17. Events After the Reporting Period
(i) On November 3, 2017, the Company announced that it received notice of an
application, by a third party, to the Court of Appeal, in relation to the
positive judicial review judgment, given by Madam Justice McBride, regarding
the grant of planning permission at the Omagh gold mine in July 2015.
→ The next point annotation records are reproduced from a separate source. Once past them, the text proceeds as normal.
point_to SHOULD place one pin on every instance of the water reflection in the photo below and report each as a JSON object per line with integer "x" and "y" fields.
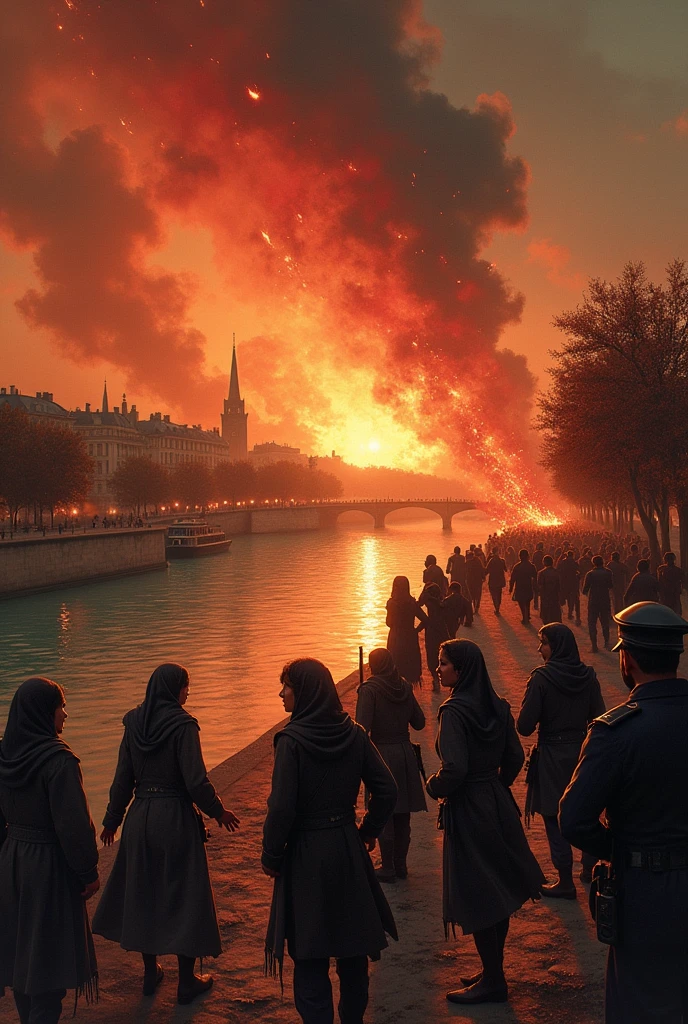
{"x": 232, "y": 621}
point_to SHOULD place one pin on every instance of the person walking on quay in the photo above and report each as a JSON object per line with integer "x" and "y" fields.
{"x": 48, "y": 859}
{"x": 327, "y": 901}
{"x": 634, "y": 766}
{"x": 522, "y": 583}
{"x": 488, "y": 870}
{"x": 569, "y": 574}
{"x": 433, "y": 573}
{"x": 670, "y": 580}
{"x": 456, "y": 566}
{"x": 458, "y": 609}
{"x": 497, "y": 579}
{"x": 561, "y": 698}
{"x": 158, "y": 898}
{"x": 549, "y": 589}
{"x": 436, "y": 630}
{"x": 643, "y": 586}
{"x": 619, "y": 572}
{"x": 599, "y": 582}
{"x": 386, "y": 708}
{"x": 402, "y": 610}
{"x": 475, "y": 574}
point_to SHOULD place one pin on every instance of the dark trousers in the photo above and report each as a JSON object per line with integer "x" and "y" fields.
{"x": 560, "y": 852}
{"x": 595, "y": 612}
{"x": 43, "y": 1009}
{"x": 312, "y": 990}
{"x": 394, "y": 842}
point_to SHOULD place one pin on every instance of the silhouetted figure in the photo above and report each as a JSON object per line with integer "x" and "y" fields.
{"x": 433, "y": 573}
{"x": 48, "y": 858}
{"x": 619, "y": 572}
{"x": 549, "y": 589}
{"x": 475, "y": 574}
{"x": 456, "y": 566}
{"x": 402, "y": 610}
{"x": 569, "y": 573}
{"x": 327, "y": 901}
{"x": 386, "y": 708}
{"x": 435, "y": 628}
{"x": 522, "y": 583}
{"x": 597, "y": 586}
{"x": 496, "y": 571}
{"x": 158, "y": 898}
{"x": 561, "y": 697}
{"x": 488, "y": 869}
{"x": 458, "y": 609}
{"x": 670, "y": 580}
{"x": 643, "y": 586}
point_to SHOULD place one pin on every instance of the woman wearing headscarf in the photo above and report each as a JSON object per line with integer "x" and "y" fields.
{"x": 48, "y": 858}
{"x": 402, "y": 610}
{"x": 158, "y": 898}
{"x": 436, "y": 630}
{"x": 488, "y": 869}
{"x": 386, "y": 708}
{"x": 562, "y": 697}
{"x": 327, "y": 901}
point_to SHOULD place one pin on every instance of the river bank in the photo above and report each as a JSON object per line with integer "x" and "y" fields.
{"x": 554, "y": 965}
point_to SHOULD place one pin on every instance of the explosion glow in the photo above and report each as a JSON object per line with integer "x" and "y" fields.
{"x": 347, "y": 204}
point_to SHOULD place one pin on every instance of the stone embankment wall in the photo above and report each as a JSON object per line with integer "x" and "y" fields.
{"x": 28, "y": 566}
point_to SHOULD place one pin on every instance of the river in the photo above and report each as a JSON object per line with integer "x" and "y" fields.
{"x": 233, "y": 620}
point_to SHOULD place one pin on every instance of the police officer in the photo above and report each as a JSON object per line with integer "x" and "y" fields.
{"x": 634, "y": 766}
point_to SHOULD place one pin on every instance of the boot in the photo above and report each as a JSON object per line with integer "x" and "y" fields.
{"x": 401, "y": 844}
{"x": 564, "y": 888}
{"x": 386, "y": 844}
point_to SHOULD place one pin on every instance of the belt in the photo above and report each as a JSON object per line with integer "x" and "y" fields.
{"x": 155, "y": 792}
{"x": 316, "y": 822}
{"x": 660, "y": 858}
{"x": 27, "y": 834}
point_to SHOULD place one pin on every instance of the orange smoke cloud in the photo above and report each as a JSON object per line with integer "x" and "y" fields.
{"x": 348, "y": 206}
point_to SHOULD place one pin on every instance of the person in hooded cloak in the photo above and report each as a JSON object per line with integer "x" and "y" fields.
{"x": 158, "y": 898}
{"x": 488, "y": 869}
{"x": 402, "y": 610}
{"x": 386, "y": 707}
{"x": 561, "y": 697}
{"x": 327, "y": 901}
{"x": 48, "y": 859}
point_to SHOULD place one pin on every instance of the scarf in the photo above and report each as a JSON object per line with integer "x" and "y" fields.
{"x": 160, "y": 715}
{"x": 30, "y": 737}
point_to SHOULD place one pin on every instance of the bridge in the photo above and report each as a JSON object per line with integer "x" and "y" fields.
{"x": 380, "y": 509}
In a detailed and comprehensive judgement, delivered on September 29, 2017,
Madam Justice McBride confirmed the planning consent granted by Department of
Environment, Northern Ireland (now Department for Infrastructure), for
underground development. Refer to note 7.
(ii) On November 15, 2017, the Company announced a proposed private placement
of shares. The proposed placement is for a maximum of 20,000,000 shares, at an
issue price of $0.07 (GBP 0.041) per share (the "Placing") for maximum gross
proceeds of $1,400,000 (GBP 820,000). A four month old period will apply to
the shares and issuance will be subject to TSX Venture Exchange and regulatory
approval.
The net proceeds to be raised by the Placing are intended to be used for
working capital purposes and to continue development of an underground mine on
the Omagh property. The Placing is expected to be on a part brokered basis.